If SB1 becomes law, each of the state’s 860-plus school districts will be funded in accordance with established “adequacy targets,” or the amount needed to educate every student (estimated at about $15,400 per student, per year). Districts falling short of that target would receive state funding to make up the difference, and the bill promises that no district would see a funding cut.
To me this seems like a good, sensible idea—equalize funding, level the education playing field. And yet some, including State Senator Sue Rezin (R-38), voted against the bill, calling it “a massive bailout for Chicago’s school system at the expense of every other district in the state.”
Rezin’s nay vote is based on the misguided notion that the gain for CPS students would be “far higher” than for other districts in the state. And yet about 270 other districts would “receive higher per-pupil funding increases than CPS,” according to a recent Chicago Tonight feature (Matt Masterson, June 7).

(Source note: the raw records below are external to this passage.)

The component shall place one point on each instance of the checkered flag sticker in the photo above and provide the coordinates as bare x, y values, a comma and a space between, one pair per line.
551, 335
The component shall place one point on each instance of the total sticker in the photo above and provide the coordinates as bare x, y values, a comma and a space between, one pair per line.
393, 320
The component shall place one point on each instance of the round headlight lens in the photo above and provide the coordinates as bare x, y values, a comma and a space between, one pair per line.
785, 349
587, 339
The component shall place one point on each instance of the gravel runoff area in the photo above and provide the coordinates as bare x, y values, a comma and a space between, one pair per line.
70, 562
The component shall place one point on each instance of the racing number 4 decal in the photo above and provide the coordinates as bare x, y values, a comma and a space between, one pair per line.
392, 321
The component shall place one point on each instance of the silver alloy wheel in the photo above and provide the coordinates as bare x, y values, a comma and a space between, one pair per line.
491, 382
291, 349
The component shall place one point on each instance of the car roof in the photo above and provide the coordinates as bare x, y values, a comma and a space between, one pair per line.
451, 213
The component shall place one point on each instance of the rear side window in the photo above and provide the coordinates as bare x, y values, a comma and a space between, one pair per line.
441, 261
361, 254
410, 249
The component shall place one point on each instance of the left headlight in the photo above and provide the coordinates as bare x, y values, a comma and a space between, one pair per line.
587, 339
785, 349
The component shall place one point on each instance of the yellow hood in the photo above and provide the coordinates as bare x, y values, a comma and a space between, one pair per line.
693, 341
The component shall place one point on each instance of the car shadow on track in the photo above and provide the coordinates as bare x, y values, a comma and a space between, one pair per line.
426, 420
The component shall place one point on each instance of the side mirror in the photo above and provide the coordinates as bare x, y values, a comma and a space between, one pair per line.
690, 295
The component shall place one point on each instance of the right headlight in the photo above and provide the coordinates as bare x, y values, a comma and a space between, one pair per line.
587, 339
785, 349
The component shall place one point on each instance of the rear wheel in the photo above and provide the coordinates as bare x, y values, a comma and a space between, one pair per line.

Rezin’s argument also misses the point. As the Illinois School Funding Reform Commission reported last February, school districts with a higher concentration of low-income students currently receive 20% less funding than wealthier districts. Since the goal of SB1 is to close that gap, poorer districts in Chicago and throughout Illinois would obviously receive more funding. Thus SB1 is hardly a “massive bailout” for CPS but rather a fair-minded adjustment to a system that too often leaves low-income kids behind.
In truth, Rezin’s response, shared by the Republican governor, is a yet another attempt to pit rural/suburban (mostly white) districts against low-income urban (mostly black and brown) districts. Gubernatorial candidates Daniel Biss and Ameya Pawar recently called Rauner out for this “racist tactic,” and I’m disappointed that Senator Rezin, as well, would stoop to that level.
SB1 may have enough bipartisan support to override a near certain Rauner veto. If the bill does become law, I hope my fellow Illinoisans will join me in celebrating this small step forward in providing more equal educational opportunities for future generations.